The colour palette is simple and obvious – it’s peach (like the name) – but what could have been tacky and predictable in less capable hands is beautifully executed by designer Pierce Widera.
On entry, you’re drawn to the suspended circular pendants that define the space. They’re ripe peaches, another less-than-subtle nod to bar’s name, but it’s not on the nose. Most patrons won’t make the connection as they stare up at the pink ceiling.
The brief was to create a “fun and glamourous Miami atmosphere”, and buck the conventions of the traditional Melbourne bar scene while doing it. So don’t expect polished hardwood, leather, speakeasy-style theatrics or moody and morose lighting.
Instead Widera, which recently received the Australian Interior Design Award for Best Emerging Practice, was inspired by the flirty and whimsical cocktails on offer, delivering a project that doesn’t take itself too seriously and will most definitely divide opinions along the lines of just how much you love the colour peach.
The pale pastel peach-dipped walls are lined with booths upholstered in textured blush fabric and underlined with LED lighting to create an elevated zone within the space.
A handful of tables are topped by bespoke candy-coloured terrazzo and finished with moss green stools that contrast all that pastel.
Oversized philodendron leaves are a welcome natural touch and a nod to the bar’s other muse – the ’80s Miami party scene, which is perhaps best appreciated after dark, when the enormous disco ball bounces rays across the walls and onto the checkered salmon and pale pink floor.
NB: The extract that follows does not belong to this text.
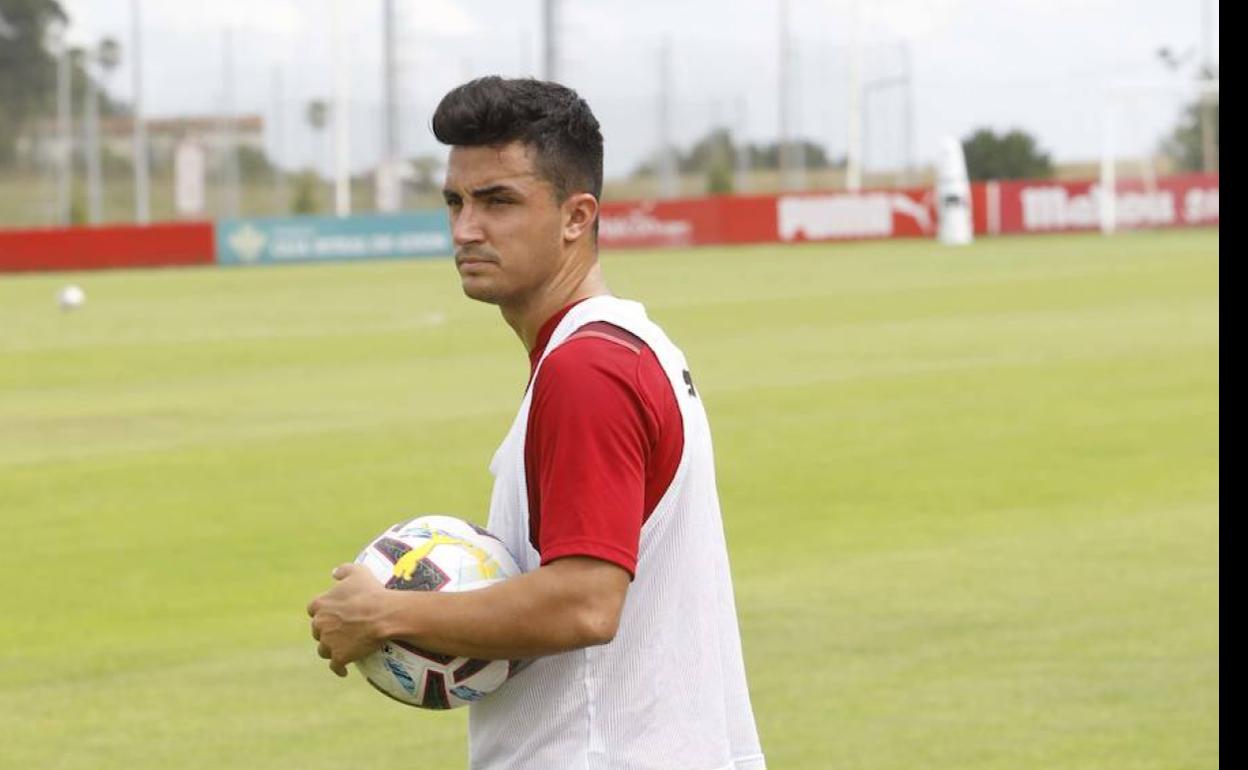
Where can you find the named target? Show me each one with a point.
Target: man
(604, 487)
The bar itself is a perfect contrast to the playful design details, the pot plants, marble statuettes, ivy-wrapped rafters and forest green arched window mirrors. It’s covered in a green-veined onyx accented with the shiny brass detailing that’s repeat throughout the space – a grown-up touch that subconsciously tells the visitor that mixing drinks is serious, adult business. There’s nothing frivolous or flimsy about blueberry-infused vermouth or tequila tasting.
The led-lit pink staircase at the back of the room leads to the rooftop bar, where the colour palette is decidedly different. Pastel pink is swapped for pastel blue – the original colour of the facade – and the bar is covered in white curved tiles to match the white furniture and umbrellas on the timber decking.
Up here, the design is less of an assault on the senses, minimalist and modernist, so as to not detract from the views.
Hanging baskets and green creepers wrap themselves around the bar, providing a backdrop to the stars of the show – the bottles used to mix the rooftop bar’s menu of spritz and stirred cocktails.
Melbourne is no stranger to design-focused bars and dining spots with the iconic Espy recently taking out the prize of best-designed bar in the region and Flack Studio capturing the beauty of migrant architecture for the Lagotto wine bar. Peaches itself was shortlisted for the 2019 Restaurant & Bar Design Awards.